By the time Tamerlan returned six months later—again, for reasons that are unclear—the FBI would have you believe he was now a jihadist. And that his younger brother—who by all journalistic accounts idealized Tamerlan all out of proportion—sought to follow suit as a way to make a name for himself, and also impress his oldest sibling. (Although Tamerlan never became the star his parents had hoped he’d be, as the eldest boy, he still carried tremendous weight in the household.)
Gessen, though laying the groundwork for all the whys that led to the Boston bombing, cannot come up with a definitive answer. I believe it’s because the answer eludes her—there was never a “smoking gun”—and so therefore she has to create her own. Also missing in “The Brothers” are any anecdotes about the relationship between the actual brothers; nothing about Jahar cheering on Tamerlan during his Golden Gloves fights, or conversely, Tamerlan doing the same during Jahar’s wrestling matches (which, according to Gessen, were only attended on Jahar’s behalf by the Tsarnaev’s Irish-American landlady). There’s no mention of Jahar following Tamerlan around like a “puppy dog,” to reuse a commonly-written description about him. There is no why.
That’s not to say “The Brothers” is not a worthwhile read. It is an excellent introduction into how a comparatively small moment within Russia’s gigantic history—the Chechen displacement into Central Asia—had repercussions decades later in Boston. It also explores how the bombing reached all the way to Jahar’s friends. In a story not widely covered, these friends, who recovered his backpack after they realized he was one of the bombers, took it out of Jahar’s dorm room and threw it in a dumpster—not to cover up his role in a terrorist bombing, but because they were afraid police might find marijuana in there. These “dumb kid” choices led three of them to face brutal FBI interrogations, extended time in solitary confinement, and, for one friend, over a million dollars spent by his father on his defense. (He was looking at 25 years in federal prison for obstruction of justice. Also, he was a Chechen.)

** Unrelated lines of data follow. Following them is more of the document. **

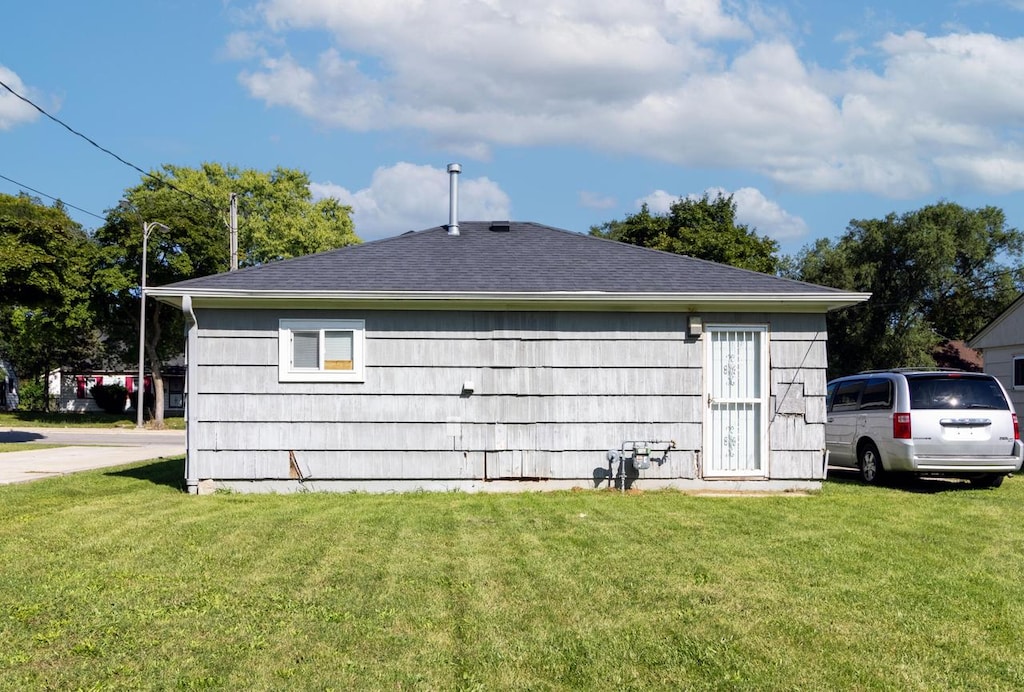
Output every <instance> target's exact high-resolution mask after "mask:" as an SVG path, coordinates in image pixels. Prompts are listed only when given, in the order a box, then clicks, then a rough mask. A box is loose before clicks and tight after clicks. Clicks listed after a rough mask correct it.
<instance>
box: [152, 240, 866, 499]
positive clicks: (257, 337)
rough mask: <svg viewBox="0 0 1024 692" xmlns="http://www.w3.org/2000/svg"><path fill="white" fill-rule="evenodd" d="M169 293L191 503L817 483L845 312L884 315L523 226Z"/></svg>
mask: <svg viewBox="0 0 1024 692" xmlns="http://www.w3.org/2000/svg"><path fill="white" fill-rule="evenodd" d="M147 293H148V295H151V296H153V297H154V298H156V299H157V300H161V301H164V302H166V303H170V304H173V305H177V306H179V307H180V308H181V309H182V310H183V311H184V315H185V320H186V326H187V336H186V343H187V356H186V361H187V382H188V386H187V390H188V391H187V394H186V399H187V462H186V465H185V480H186V485H187V487H188V489H189V491H191V492H198V491H204V492H205V491H211V490H213V489H215V488H231V489H236V490H253V491H256V490H260V491H289V490H297V489H300V488H306V489H314V490H353V489H354V490H368V491H392V490H412V489H421V488H422V489H445V490H446V489H461V490H468V491H473V490H489V489H497V490H508V489H520V488H521V489H538V488H568V487H577V486H589V487H595V486H600V485H603V484H608V485H612V486H614V485H617V484H620V476H623V478H622V481H624V482H622V485H623V486H631V485H632V486H635V487H641V488H654V487H685V488H701V487H705V488H758V489H785V488H814V487H818V486H819V485H820V482H821V479H822V478H823V474H824V469H823V467H824V465H823V461H824V451H823V450H824V422H825V379H826V378H825V363H826V358H825V313H826V312H827V311H828V310H831V309H836V308H842V307H845V306H848V305H853V304H855V303H859V302H861V301H863V300H866V299H867V297H868V296H867V295H866V294H860V293H848V292H844V291H839V290H835V289H829V288H823V287H820V286H813V285H809V284H803V283H799V282H793V280H788V279H783V278H779V277H777V276H770V275H767V274H761V273H757V272H753V271H746V270H743V269H737V268H735V267H730V266H724V265H721V264H715V263H713V262H707V261H702V260H696V259H693V258H689V257H683V256H679V255H674V254H670V253H665V252H658V251H654V250H647V249H644V248H638V247H635V246H631V245H625V244H621V243H614V242H611V241H606V240H602V239H597V237H592V236H588V235H583V234H580V233H574V232H569V231H566V230H560V229H557V228H552V227H550V226H545V225H541V224H537V223H519V222H516V223H511V222H508V221H504V222H466V223H462V224H457V223H455V222H453V223H451V224H449V225H447V226H438V227H435V228H430V229H427V230H422V231H418V232H413V231H410V232H408V233H404V234H402V235H398V236H395V237H389V239H386V240H383V241H377V242H374V243H367V244H364V245H359V246H351V247H347V248H342V249H339V250H335V251H331V252H326V253H322V254H318V255H311V256H307V257H300V258H295V259H291V260H285V261H281V262H274V263H271V264H266V265H263V266H259V267H252V268H247V269H242V270H239V271H233V272H229V273H223V274H217V275H213V276H206V277H202V278H196V279H190V280H186V282H181V283H178V284H173V285H170V286H165V287H158V288H152V289H148V290H147ZM621 458H625V461H621Z"/></svg>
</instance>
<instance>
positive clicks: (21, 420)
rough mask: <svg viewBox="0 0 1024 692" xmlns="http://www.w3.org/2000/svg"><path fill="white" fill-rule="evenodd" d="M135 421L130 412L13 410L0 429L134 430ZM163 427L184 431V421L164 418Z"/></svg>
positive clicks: (4, 417)
mask: <svg viewBox="0 0 1024 692" xmlns="http://www.w3.org/2000/svg"><path fill="white" fill-rule="evenodd" d="M136 421H137V419H136V417H135V414H134V413H132V412H128V413H126V414H123V415H121V416H115V415H113V414H103V413H97V412H89V413H84V414H74V413H44V412H38V410H15V412H11V413H2V414H0V427H2V428H16V427H18V426H22V427H27V428H70V427H82V428H134V427H135V423H136ZM164 427H166V428H168V429H171V430H184V429H185V421H184V419H183V418H181V417H180V416H177V417H173V418H171V417H165V418H164Z"/></svg>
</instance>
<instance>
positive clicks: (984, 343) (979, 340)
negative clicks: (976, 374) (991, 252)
mask: <svg viewBox="0 0 1024 692" xmlns="http://www.w3.org/2000/svg"><path fill="white" fill-rule="evenodd" d="M967 343H968V346H970V347H971V348H975V349H977V350H979V351H981V352H982V354H983V355H984V360H985V372H986V373H988V374H989V375H992V376H994V377H995V378H996V379H998V381H999V382H1001V383H1002V386H1004V387H1006V389H1007V392H1008V393H1009V394H1010V398H1011V400H1013V402H1014V408H1015V409H1017V412H1018V413H1021V412H1024V294H1022V295H1021V296H1020V297H1019V298H1018V299H1017V300H1015V301H1014V302H1013V303H1011V304H1010V307H1008V308H1007V309H1006V310H1004V311H1002V312H1001V313H999V315H998V316H996V317H995V319H993V320H992V321H990V322H988V325H986V326H985V327H984V329H982V330H981V331H980V332H978V334H976V335H975V336H974V337H973V338H971V340H970V341H968V342H967Z"/></svg>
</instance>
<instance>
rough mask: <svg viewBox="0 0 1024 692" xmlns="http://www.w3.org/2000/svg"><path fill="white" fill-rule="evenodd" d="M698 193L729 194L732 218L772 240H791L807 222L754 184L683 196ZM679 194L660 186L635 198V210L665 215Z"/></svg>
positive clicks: (695, 199) (686, 196)
mask: <svg viewBox="0 0 1024 692" xmlns="http://www.w3.org/2000/svg"><path fill="white" fill-rule="evenodd" d="M702 194H708V196H709V197H710V198H712V199H715V198H717V197H719V196H729V194H731V196H732V202H733V203H734V204H735V205H736V221H737V222H738V223H743V224H746V225H748V226H750V227H752V228H756V229H757V231H758V233H759V234H761V235H768V236H770V237H773V239H775V240H776V241H791V240H794V239H798V237H802V236H803V235H805V234H806V233H807V223H806V222H805V221H804V219H802V218H800V217H799V216H794V215H793V214H791V213H790V212H787V211H785V210H784V209H782V207H780V206H779V204H778V203H777V202H772V201H771V200H769V199H768V198H766V197H765V196H764V193H763V192H762V191H761V190H759V189H757V188H756V187H740V188H739V189H737V190H735V191H732V192H730V191H728V190H727V189H725V188H724V187H709V188H708V189H706V190H705V191H703V192H702V193H700V194H695V193H692V192H691V193H690V194H687V196H685V197H686V198H687V199H690V200H697V199H700V197H701V196H702ZM679 197H680V196H678V194H671V193H669V192H667V191H665V190H664V189H655V190H654V191H653V192H651V193H650V194H647V196H646V197H643V198H641V199H639V200H637V201H636V207H637V209H639V208H640V207H641V206H643V205H647V209H649V210H650V211H651V213H652V214H667V213H668V212H669V209H670V207H671V206H672V203H673V202H675V201H677V200H678V199H679Z"/></svg>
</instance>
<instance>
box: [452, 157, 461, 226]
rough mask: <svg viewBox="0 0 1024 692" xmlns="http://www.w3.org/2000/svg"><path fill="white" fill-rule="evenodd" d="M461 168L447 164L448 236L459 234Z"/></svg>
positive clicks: (458, 165) (454, 165)
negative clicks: (448, 170) (447, 173)
mask: <svg viewBox="0 0 1024 692" xmlns="http://www.w3.org/2000/svg"><path fill="white" fill-rule="evenodd" d="M460 173H462V166H460V165H459V164H449V235H458V234H459V174H460Z"/></svg>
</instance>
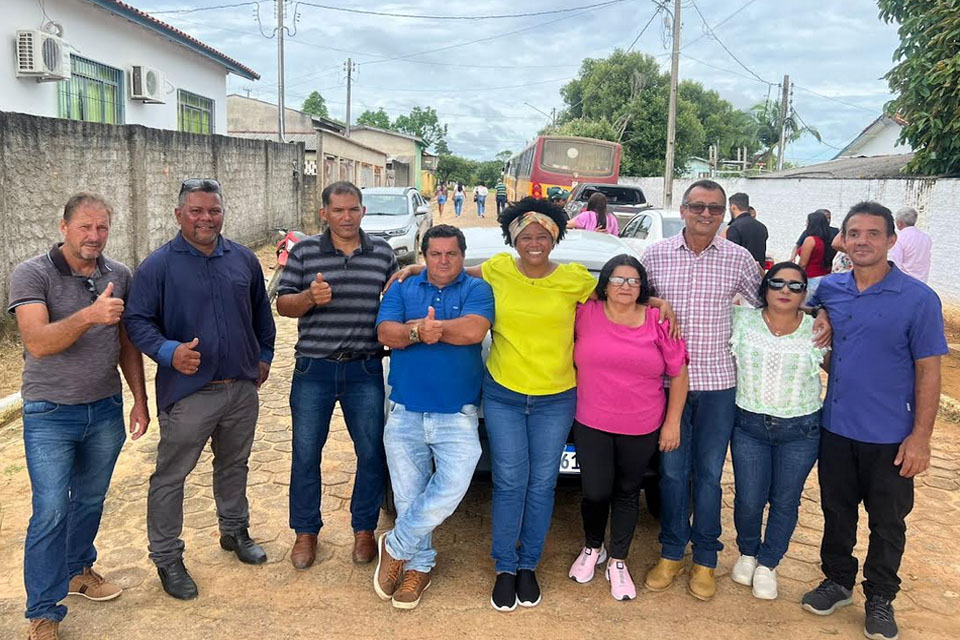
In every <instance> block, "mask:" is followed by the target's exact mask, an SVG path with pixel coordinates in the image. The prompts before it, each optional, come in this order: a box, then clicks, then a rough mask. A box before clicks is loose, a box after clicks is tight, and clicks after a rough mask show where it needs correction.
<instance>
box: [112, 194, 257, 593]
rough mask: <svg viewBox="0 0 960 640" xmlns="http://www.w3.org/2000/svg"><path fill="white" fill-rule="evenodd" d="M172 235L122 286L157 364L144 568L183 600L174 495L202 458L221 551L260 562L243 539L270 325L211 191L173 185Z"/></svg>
mask: <svg viewBox="0 0 960 640" xmlns="http://www.w3.org/2000/svg"><path fill="white" fill-rule="evenodd" d="M174 213H175V215H176V218H177V222H178V223H179V224H180V232H179V233H178V234H177V235H176V237H174V238H173V240H171V241H170V242H168V243H166V244H165V245H163V246H162V247H160V248H159V249H157V250H156V251H154V252H153V253H152V254H150V255H149V256H147V259H146V260H144V261H143V262H142V263H141V264H140V266H139V267H138V268H137V271H136V273H135V275H134V278H133V285H132V287H131V291H130V302H129V305H128V307H127V310H126V312H125V314H124V324H125V326H126V329H127V332H128V333H129V334H130V339H131V340H132V341H133V343H134V344H135V345H137V347H138V348H139V349H140V350H141V351H143V353H145V354H147V355H148V356H150V358H152V359H153V360H154V361H156V363H157V379H156V385H157V408H158V410H159V413H160V415H159V418H160V442H159V444H158V445H157V465H156V470H155V471H154V473H153V475H151V476H150V489H149V494H148V496H147V538H148V540H149V545H150V559H151V560H153V562H154V564H155V565H156V566H157V573H158V574H159V576H160V582H161V583H162V585H163V589H164V591H166V592H167V593H168V594H169V595H171V596H172V597H174V598H178V599H181V600H189V599H192V598H196V597H197V595H198V590H197V584H196V582H194V580H193V578H192V577H190V574H189V573H188V572H187V568H186V566H185V565H184V562H183V552H184V543H183V540H182V539H180V534H181V532H182V530H183V486H184V481H185V480H186V478H187V476H188V475H189V474H190V473H191V472H192V471H193V470H194V468H195V467H196V465H197V460H198V459H199V457H200V454H201V453H202V452H203V449H204V447H206V445H207V442H210V444H211V448H212V449H213V454H214V459H213V495H214V499H215V500H216V503H217V520H218V524H219V527H220V547H221V548H223V549H224V550H227V551H233V552H234V553H236V555H237V558H238V559H239V560H240V561H241V562H244V563H246V564H262V563H263V562H266V560H267V556H266V553H264V551H263V548H262V547H261V546H260V545H259V544H257V543H256V542H254V541H253V539H251V537H250V534H249V531H248V529H249V526H250V510H249V504H248V502H247V474H248V471H249V467H248V459H249V457H250V450H251V448H252V446H253V437H254V432H255V430H256V426H257V416H258V414H259V409H260V401H259V397H258V389H259V388H260V385H262V384H263V383H264V382H265V381H266V380H267V377H268V376H269V375H270V362H271V361H272V360H273V348H274V340H275V338H276V327H275V326H274V323H273V315H272V314H271V312H270V302H269V300H268V298H267V290H266V287H265V285H264V281H263V270H262V269H261V268H260V262H259V260H257V257H256V256H255V255H254V253H253V252H252V251H250V250H249V249H247V248H246V247H244V246H243V245H241V244H238V243H236V242H233V241H231V240H228V239H227V238H226V237H224V236H223V235H222V234H221V229H222V228H223V220H224V214H225V208H224V199H223V191H222V189H221V187H220V183H219V182H217V181H216V180H211V179H208V178H203V179H190V180H184V181H183V184H182V185H181V186H180V196H179V201H178V203H177V208H176V209H175V211H174Z"/></svg>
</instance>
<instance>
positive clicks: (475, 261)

It’s these stories that take the book to unexpected places, and make it a more compelling story. But by the last couple chapters, “The Brothers” veers into strange territory, that of conspiracy theories. In her continuing pursuit of “why,” Gessen latches on to several of these, including one which asserts that the FBI were behind the bombings, and another that Tamerlan was a pawn in the FBI’s terrorism unit, where they intended to use him as an informant until he went rogue and murdered three men in a drug deal gone wrong. (These killings were never fully investigated—which Gessen postulates is because the FBI did not want word to get out that one of their informants was the murderer.) And while Gessen refers to herself briefly throughout the book—she and her brother, novelist Keith Gessen, were Russian immigrants—her fingerprints are all over the final chapters: American law enforcement is corrupt; Russians and Muslims are marked by the FBI as guilty until proven innocent; Russia and America are essentially the same corrupt county, only America is worse because they lie about freedom and opportunity for all.
Since Gessen places herself at the end of her book, I will do the same at the end of my review. If there is any evidence that the brothers were possibly set up by the FBI, I think it lies in the bomb itself. While both Tarnaevs were intelligent, I do find it hard to believe they were capable of building a pressure-cooker bomb set to go off by remote control. I don’t care how many YouTube videos could’ve shown them how. There are plenty of videos that can show me how to replace a transmission—that doesn’t mean I’d be able to do that, even if I watched every single one. THAT piece of evidence does not tie for me, but oddly, Gessen hardly ever mentions the actual bomb. Perhaps there was a third bomb-maker, just like conspiracy theorists would have you believe the Kennedy assassination involved a second shooter. Most likely, we will never know.